Pay and Save a Card


Use the Maya Vault to tokenize card information and link a card to a customer, ensuring payment security without exposing clear card details, and improving the customer’s experience with card payments.

Leverage Maya Vault to perform the following:

  • Tokenize and vault the customer’s card details, without storing sensitive information on your platforms.
  • Save customer information and link cards to their owners, using their payment for card verification.
  • Use the tokenized and vaulted cards for future transactions.

Experience Maya Vault on our demo website (beta version) and test how it works using the Sandbox Credentials and Cards .

API Sequence

Learn the API sequence and transaction flow of Maya Vault for Pay and Save a Card.

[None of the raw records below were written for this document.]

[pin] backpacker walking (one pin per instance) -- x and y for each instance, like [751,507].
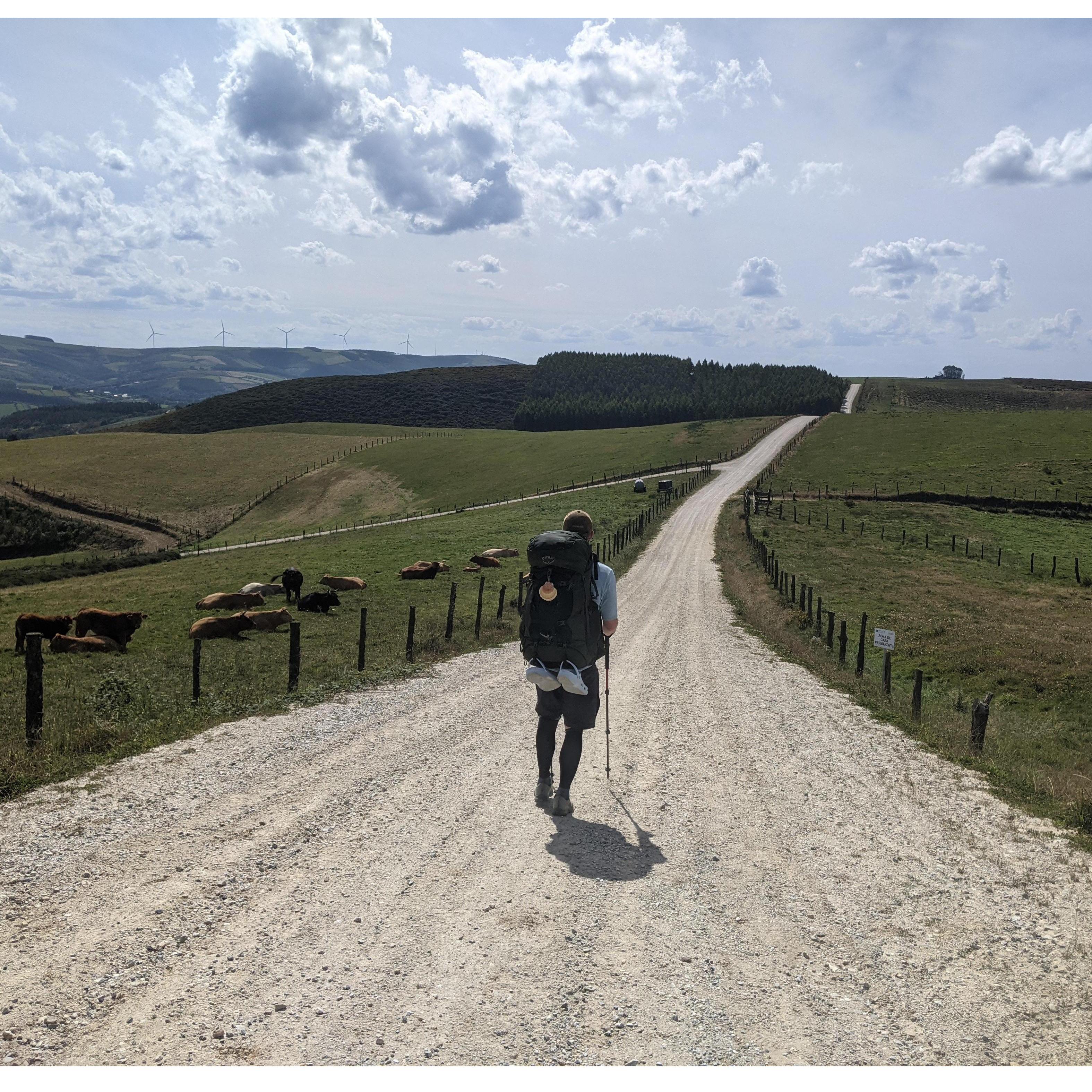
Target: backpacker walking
[571,607]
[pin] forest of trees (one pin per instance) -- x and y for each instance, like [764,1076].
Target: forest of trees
[610,390]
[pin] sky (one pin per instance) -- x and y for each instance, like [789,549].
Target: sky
[872,197]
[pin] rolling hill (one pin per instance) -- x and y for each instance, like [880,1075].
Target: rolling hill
[44,371]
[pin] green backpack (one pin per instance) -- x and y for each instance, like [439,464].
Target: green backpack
[566,626]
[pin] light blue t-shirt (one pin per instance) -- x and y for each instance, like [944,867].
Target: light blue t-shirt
[607,593]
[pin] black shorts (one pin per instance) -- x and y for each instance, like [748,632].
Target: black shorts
[579,710]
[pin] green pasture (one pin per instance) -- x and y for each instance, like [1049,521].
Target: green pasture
[101,708]
[1030,455]
[970,625]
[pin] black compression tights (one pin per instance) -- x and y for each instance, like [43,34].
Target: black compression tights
[571,748]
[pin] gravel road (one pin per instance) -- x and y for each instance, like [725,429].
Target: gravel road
[770,876]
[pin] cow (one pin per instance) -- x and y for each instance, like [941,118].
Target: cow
[343,584]
[231,601]
[421,570]
[46,625]
[117,625]
[265,590]
[317,602]
[292,580]
[209,629]
[63,644]
[267,622]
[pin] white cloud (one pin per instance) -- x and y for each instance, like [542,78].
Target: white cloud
[1012,160]
[318,254]
[732,83]
[897,267]
[110,155]
[759,277]
[827,178]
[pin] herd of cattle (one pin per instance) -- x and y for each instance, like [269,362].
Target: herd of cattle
[112,630]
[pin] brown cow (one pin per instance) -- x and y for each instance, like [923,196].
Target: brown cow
[343,584]
[63,644]
[117,625]
[267,622]
[46,625]
[209,629]
[423,570]
[231,601]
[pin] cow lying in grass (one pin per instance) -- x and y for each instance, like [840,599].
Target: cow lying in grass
[46,625]
[267,622]
[343,584]
[209,629]
[319,602]
[231,601]
[63,644]
[265,590]
[117,625]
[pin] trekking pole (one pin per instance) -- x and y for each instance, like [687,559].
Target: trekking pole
[607,672]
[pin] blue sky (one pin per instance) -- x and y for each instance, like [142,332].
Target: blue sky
[874,197]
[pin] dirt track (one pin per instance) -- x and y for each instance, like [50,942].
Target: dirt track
[769,876]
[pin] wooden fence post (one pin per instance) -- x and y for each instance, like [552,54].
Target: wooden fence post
[293,655]
[452,614]
[34,703]
[197,671]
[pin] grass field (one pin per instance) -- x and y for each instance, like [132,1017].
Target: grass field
[1028,454]
[897,396]
[199,481]
[970,626]
[102,708]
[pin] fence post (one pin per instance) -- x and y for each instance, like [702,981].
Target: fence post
[452,614]
[197,671]
[293,655]
[34,704]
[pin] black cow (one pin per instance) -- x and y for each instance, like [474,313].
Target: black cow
[292,580]
[319,602]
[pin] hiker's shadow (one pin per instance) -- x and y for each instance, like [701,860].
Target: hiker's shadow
[595,851]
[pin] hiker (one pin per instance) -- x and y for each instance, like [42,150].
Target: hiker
[571,607]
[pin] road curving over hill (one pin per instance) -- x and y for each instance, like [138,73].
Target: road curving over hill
[770,876]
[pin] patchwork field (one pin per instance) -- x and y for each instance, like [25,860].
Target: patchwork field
[1030,455]
[101,708]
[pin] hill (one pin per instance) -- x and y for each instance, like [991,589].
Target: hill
[899,396]
[47,369]
[428,398]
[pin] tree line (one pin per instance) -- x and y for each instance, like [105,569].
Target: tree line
[610,390]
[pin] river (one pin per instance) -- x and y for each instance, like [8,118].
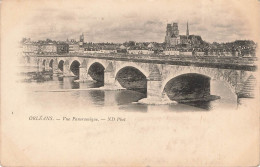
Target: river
[48,89]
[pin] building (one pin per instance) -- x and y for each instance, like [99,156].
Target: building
[139,50]
[171,51]
[49,48]
[62,48]
[81,40]
[172,37]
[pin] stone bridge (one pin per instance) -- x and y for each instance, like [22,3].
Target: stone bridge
[177,81]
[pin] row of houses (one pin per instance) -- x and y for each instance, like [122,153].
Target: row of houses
[54,47]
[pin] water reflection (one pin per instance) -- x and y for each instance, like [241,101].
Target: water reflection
[83,94]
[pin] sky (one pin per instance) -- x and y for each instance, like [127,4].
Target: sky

  1. Customer inputs required details into your hosted form. This can be done during account creation or user registration on your website.
  2. Your platform (or the API Consumer) sends the customer information to Maya Vault via the Create Customer endpoint.
  3. Maya Vault stores the customer details and generates an id to identify the customer record uniquely.
  4. Maya Vault responds to your platform with the customer's id.
  5. Your platform saves the id which serves as the customerId on the succeeding steps/processes.
  6. The customer fills out your hosted card form.
  7. Your platform sends the card details to Maya Vault using the Create Payment Token endpoint.
  8. Maya encrypts the customer’s card details and generates the paymentTokenId.
  9. Maya returns the paymentTokenId to your platform.
  10. Your platform initiates a request to the Create Card of Customer endpoint to link the card using the paymentTokenId, to the customer identified by the customerId.
  11. Maya Vault links the paymentTokenId to the customerId and generates the cardTokenId.
  12. Maya Vault responds with the cardTokenId and the verificationUrl.
  13. Your platform saves the cardTokenId which serves as the cardToken in the future steps.
  14. Your platform initiates a request to the Create Customer Payment endpoint, to proceed with the customer’s payment.
  15. When Maya receives a Create Customer Payment request, it will create the payment record tagged as Pending
  16. Maya then responds with the payment details and verificationUrl.
  17. Your platform redirects the customer to the verificationUrl, obtained from the creation of the customer’s payment (Step 14).
  18. The customer complies and completes the verification process, based on the Issuing bank rules of their card.
  19. Maya Vault initiates card verification by processing the customer’s payment transaction.
  20. Upon successful card verification, Maya Vault will redirect the customer to your success page as provided in the redirectUrl during the payment creation (Step 14).
  21. Maya Vault sends a webhook notification to your platform.
  22. Your platform acknowledges the webhook payload and returns 200 OK. Please avoid processing complex logic before you reply to webhook to prevent timeouts.
  23. Your platform parses and processes the webhook payload.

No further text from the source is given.